Mr. Berger is the former chair of a state panel that had the legislative power to close hospitals, known as the Berger commission. He later chaired another task force asked by the state to address Brooklyn's ailing hospitals. An offshoot of the state's Medicaid reform efforts, called the Medicaid Redesign Team, the Brooklyn Work Group assembled in 2011 declared that Brooklyn had too many hospital beds.
"DSRIP is the carrot, and it's a big one, but without a mandate it will not be enough," Mr. Berger said.
Hospital and union representatives speaking after Mr. Berger seemed to reflect his fears.
"1199 will fight the wholesale closing of hospitals without a plan to provide comparable jobs" for affected workers, said Kevin Finnegan, political director for 1199 SEIU Healthcare Workers East, which represents 275,000 healthcare workers in the state.
Kathleen Shure, senior vice president at the Greater New York Hospital Association, said, "Hospitals aren't going away," but conceded that "there will be fewer beds. We will still have sick patients. If we are going to be successful, we have to have a stable workforce and it has to fairly compensated."
Asking large systems to cooperate is a daunting task, made more urgent by the short timelines.
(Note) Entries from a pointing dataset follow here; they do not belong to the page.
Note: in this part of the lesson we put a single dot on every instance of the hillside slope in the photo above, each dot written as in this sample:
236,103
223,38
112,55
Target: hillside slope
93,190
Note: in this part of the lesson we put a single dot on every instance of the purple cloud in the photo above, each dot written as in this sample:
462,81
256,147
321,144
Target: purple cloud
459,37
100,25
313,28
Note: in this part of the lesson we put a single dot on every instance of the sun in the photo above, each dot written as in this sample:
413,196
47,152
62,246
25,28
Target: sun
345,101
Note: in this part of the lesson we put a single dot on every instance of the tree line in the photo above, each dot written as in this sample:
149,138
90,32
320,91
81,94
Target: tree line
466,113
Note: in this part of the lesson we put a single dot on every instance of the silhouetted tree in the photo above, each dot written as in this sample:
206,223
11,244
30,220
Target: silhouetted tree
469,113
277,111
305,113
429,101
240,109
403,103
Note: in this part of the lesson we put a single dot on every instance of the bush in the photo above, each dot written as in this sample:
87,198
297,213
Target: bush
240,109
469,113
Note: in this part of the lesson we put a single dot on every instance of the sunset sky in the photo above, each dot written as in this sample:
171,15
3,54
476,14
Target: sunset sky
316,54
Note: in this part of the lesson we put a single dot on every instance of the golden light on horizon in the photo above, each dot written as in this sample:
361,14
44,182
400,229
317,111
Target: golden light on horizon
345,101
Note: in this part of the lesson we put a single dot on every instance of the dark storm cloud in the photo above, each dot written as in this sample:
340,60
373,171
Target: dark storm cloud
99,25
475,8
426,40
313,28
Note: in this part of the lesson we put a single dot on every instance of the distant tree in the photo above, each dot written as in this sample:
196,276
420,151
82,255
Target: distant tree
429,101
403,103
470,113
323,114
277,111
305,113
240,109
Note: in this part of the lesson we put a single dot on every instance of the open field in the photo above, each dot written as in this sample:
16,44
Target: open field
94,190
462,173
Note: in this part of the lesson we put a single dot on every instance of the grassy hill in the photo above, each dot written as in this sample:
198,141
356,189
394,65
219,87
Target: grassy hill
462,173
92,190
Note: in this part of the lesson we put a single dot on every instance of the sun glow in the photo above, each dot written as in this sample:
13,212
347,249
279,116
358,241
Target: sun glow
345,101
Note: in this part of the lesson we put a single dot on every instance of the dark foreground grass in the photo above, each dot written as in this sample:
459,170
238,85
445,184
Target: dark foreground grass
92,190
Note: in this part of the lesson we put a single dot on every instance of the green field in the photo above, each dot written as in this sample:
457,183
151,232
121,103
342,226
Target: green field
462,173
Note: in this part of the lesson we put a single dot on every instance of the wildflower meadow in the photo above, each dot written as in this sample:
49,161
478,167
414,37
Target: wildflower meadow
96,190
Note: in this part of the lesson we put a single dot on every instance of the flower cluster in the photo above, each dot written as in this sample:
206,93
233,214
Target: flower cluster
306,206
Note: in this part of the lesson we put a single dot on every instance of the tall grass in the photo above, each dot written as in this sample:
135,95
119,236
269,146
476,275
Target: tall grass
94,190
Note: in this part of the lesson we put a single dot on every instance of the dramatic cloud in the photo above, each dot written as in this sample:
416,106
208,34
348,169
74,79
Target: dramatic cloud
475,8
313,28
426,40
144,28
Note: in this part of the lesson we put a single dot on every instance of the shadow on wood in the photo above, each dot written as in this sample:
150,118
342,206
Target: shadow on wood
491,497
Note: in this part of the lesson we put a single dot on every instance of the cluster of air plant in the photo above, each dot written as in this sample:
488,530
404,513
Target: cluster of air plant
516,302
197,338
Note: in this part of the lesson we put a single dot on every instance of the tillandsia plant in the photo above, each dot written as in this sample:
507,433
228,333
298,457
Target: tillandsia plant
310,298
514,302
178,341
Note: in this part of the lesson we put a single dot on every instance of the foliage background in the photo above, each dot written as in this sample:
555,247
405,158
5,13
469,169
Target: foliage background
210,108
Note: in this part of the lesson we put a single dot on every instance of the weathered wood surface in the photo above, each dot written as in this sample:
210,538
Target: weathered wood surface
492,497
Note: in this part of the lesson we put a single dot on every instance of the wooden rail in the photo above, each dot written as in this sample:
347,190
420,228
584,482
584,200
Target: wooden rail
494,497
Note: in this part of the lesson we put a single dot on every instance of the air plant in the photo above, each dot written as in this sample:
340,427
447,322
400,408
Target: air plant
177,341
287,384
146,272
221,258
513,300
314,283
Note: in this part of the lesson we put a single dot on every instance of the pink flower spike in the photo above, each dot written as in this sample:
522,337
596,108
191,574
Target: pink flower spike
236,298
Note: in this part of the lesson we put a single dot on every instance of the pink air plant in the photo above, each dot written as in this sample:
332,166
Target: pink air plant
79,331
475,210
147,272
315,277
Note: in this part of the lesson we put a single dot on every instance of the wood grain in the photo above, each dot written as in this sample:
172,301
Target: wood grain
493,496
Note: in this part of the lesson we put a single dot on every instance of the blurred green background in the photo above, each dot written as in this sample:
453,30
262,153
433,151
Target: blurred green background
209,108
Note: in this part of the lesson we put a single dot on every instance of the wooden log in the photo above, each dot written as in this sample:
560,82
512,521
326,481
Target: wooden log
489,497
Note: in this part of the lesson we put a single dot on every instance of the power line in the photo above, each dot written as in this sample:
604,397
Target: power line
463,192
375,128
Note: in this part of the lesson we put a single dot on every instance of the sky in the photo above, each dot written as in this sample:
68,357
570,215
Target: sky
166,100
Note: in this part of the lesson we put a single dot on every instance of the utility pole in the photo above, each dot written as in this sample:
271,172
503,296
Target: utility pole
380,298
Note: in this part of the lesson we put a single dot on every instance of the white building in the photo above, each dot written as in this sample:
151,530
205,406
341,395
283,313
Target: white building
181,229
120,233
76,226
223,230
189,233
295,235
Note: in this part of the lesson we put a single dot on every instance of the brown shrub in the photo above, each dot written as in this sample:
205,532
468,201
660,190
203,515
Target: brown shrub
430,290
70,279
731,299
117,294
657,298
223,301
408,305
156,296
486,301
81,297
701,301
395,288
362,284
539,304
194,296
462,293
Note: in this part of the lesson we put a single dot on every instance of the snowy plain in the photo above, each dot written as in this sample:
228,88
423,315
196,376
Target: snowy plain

Applications are due in December, giving systems about three months to apply—which many providers argue is not enough time. And to get the funds, systems need to show they are successfully meeting their goals.
"This is not about effort. This is not about reimbursement of cost," said state Medicaid director Jason Helgerson, who is leading the state's Medicaid reform efforts. "If you do not perform, you do not get paid."
If the reforms are successful, improvements achieved for Medicaid patients, including better primary care, less waste and lower costs, will filter out to the entire health ecosystem. But many similar attempts at reform have failed.
"This is extraordinarily complex," said Jeffrey Kraut, senior vice president for strategy at the North Shore-LIJ Health System. "This is the Holy Grail of what we've been trying to do for 90 years."